And the man who has embraced neoconservatism the most warmly has been George W. Bush.  The amnesty for illegal immigrants proposed last January and the disastrous war with Iraq are the principal fruits of this union.

Given the line of analysis that he pursues in the book, Buchanan’s conclusions about the Republican Party simply do not follow.  Despite being billed by its publishers and some critics as “an attack on President Bush,” Where the Right Went Wrong is, in fact, an endorsement of the incumbent President and a plea for his reelection.  Buchanan’s argument here is twofold: First, Bush is better than John Kerry, and, since the next president will appoint new Supreme Court justices who will control the future of the Court for a generation, it is critical that Bush be the man who appoints them.  Second, the Republican Party—not some hypothetical third party—is the only vehicle by which a serious right can recover its position and power.  I find neither reason compelling.

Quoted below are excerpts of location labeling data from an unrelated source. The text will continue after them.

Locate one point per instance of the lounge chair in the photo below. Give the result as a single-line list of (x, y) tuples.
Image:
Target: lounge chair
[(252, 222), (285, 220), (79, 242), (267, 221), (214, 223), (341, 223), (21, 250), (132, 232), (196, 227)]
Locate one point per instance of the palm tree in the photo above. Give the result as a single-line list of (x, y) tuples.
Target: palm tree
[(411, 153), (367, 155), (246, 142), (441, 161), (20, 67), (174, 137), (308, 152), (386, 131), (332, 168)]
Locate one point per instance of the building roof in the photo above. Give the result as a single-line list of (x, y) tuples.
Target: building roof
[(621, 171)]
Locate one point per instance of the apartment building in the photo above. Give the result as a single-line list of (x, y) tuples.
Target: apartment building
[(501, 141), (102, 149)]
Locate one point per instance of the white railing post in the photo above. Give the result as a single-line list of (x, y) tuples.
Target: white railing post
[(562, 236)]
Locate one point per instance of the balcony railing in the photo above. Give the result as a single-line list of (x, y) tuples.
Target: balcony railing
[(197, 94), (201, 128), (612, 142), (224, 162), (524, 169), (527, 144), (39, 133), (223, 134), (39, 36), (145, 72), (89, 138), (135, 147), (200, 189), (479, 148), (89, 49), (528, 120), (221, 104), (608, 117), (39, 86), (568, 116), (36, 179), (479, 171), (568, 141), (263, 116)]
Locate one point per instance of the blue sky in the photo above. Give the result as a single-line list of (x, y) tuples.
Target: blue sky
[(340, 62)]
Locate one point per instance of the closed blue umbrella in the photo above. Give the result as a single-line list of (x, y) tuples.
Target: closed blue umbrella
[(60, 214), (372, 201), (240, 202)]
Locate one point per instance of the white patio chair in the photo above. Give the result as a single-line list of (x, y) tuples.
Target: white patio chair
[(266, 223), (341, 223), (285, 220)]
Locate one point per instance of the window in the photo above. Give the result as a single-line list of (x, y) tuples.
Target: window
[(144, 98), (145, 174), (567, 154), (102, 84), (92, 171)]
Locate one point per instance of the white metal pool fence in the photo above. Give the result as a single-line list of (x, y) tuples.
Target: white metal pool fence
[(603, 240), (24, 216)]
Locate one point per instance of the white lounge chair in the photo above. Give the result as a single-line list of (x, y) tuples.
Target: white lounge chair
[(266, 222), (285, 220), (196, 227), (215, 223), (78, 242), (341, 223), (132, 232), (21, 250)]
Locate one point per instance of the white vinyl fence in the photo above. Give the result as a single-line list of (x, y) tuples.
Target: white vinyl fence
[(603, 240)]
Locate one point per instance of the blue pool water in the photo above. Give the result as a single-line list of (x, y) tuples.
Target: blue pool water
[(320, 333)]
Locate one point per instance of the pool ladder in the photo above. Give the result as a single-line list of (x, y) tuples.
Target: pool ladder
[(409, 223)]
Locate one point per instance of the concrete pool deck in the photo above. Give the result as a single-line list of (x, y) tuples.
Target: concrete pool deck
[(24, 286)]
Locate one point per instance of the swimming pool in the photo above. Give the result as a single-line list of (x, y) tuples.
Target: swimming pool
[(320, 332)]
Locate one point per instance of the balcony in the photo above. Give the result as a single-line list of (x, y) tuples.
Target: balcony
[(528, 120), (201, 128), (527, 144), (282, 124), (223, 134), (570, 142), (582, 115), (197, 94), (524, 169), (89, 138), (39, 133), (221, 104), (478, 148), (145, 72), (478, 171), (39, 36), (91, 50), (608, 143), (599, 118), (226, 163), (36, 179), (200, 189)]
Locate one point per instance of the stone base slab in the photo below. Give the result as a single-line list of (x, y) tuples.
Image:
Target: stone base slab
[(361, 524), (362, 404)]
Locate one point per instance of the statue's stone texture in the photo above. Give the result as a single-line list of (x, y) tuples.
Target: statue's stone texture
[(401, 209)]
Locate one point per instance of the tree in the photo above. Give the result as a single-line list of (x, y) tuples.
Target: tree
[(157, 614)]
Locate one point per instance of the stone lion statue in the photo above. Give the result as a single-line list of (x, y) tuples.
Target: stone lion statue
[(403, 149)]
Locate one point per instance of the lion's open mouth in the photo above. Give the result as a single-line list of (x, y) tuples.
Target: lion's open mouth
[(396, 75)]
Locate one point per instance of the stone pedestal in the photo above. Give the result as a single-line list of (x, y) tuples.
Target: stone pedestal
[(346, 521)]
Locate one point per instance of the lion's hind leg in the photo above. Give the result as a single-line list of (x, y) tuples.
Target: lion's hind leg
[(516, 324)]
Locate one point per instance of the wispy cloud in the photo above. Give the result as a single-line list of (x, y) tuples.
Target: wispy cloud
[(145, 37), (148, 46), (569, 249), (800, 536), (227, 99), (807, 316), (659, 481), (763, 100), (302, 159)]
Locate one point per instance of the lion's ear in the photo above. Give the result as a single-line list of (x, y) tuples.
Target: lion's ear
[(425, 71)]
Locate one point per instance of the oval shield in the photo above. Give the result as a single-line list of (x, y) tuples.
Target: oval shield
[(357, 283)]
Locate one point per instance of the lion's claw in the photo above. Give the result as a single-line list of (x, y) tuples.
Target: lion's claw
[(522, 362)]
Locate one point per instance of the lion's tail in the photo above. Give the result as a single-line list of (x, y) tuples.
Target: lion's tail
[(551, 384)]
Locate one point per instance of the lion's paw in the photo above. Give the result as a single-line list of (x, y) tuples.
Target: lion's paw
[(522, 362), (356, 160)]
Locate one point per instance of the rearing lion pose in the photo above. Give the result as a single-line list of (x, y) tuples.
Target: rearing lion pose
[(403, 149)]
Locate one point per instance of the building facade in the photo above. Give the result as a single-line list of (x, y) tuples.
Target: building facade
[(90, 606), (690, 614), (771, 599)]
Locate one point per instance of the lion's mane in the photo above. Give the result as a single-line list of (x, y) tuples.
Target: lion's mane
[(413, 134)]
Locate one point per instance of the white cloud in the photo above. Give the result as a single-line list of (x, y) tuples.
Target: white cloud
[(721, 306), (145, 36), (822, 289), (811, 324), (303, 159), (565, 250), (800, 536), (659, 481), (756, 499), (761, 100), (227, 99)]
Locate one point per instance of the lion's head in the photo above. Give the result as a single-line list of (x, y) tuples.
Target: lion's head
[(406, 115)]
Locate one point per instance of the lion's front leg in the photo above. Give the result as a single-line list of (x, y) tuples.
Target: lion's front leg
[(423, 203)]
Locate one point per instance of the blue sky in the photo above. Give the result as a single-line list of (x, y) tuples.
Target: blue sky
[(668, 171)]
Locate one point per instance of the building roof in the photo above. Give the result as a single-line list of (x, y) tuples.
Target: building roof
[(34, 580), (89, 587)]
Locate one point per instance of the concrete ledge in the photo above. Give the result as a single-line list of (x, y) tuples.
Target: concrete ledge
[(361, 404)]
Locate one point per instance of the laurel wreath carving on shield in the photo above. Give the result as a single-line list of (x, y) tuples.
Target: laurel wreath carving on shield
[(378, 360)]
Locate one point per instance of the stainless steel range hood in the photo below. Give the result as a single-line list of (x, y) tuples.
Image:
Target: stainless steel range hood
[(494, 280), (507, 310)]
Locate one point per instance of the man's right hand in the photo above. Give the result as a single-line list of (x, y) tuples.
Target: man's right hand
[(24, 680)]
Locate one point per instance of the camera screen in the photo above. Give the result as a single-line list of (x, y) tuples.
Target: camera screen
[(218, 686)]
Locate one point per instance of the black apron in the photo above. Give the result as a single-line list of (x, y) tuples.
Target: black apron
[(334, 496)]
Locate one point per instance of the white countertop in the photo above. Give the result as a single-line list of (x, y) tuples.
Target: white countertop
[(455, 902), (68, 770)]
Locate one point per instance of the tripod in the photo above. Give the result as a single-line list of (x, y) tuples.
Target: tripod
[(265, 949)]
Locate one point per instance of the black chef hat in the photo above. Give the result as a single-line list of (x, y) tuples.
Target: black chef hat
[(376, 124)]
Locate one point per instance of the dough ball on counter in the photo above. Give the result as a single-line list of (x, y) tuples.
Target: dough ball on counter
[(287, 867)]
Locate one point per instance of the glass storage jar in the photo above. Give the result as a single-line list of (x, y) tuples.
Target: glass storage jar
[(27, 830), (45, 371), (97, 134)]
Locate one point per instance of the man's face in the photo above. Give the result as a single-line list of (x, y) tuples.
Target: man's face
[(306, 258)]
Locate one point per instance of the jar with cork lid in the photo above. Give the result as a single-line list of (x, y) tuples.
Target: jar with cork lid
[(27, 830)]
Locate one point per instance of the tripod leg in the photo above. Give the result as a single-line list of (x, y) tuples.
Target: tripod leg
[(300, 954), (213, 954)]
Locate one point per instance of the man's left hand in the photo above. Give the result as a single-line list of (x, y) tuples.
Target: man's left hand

George W. Bush may or may not be “better” than John Kerry, but there is little reason to think that any Supreme Court justices Bush might appoint in the next four years will be superior to the disastrous ones Republican presidents have given us in the past—Earl Warren and William Brennan (appointed by Dwight Eisenhower), Harry Blackmun (Richard Nixon), John Paul Stevens (Gerald Ford), Sandra Day O’Connor and Anthony Kennedy (Ronald Reagan), and David Souter (George H.W. Bush).  Without these particular justices, the “judicial dictatorship” of which Buchanan rightly complains could never have occurred—a fact of which he is entirely aware and which he discusses frankly.  Yet his answer, insofar as he offers one, is that the lower-court judges Bush has appointed so far have been conservatives, and this augurs well for the high court in the second term.  Granted that they are, however, there is no particular reason to assume such appointments will continue into a second term, when Bush no longer needs to woo the political right and when key personnel in the Justice Department and the White House are likely to change.  Unfortunately, the Republican track record on the Supreme Court has for so long been one of political expediency that conservatives cannot count on what a Republican administration will do.

The other reason Buchanan offers seems more persuasive at first glance.  He is quite right in saying that no serious third party of the right exists in this country and that there probably is not going to be one.  The political oligarchy has simply contrived to make it too difficult for alternative parties to gain the needed funding and ballot access that would make a serious third party possible.  Another and deeper reason that such a party cannot develop, however, is that the American right as it exists today does not really want one.  What it wants is the party it has, and something like the soft, smiley-face conservatism the party now offers.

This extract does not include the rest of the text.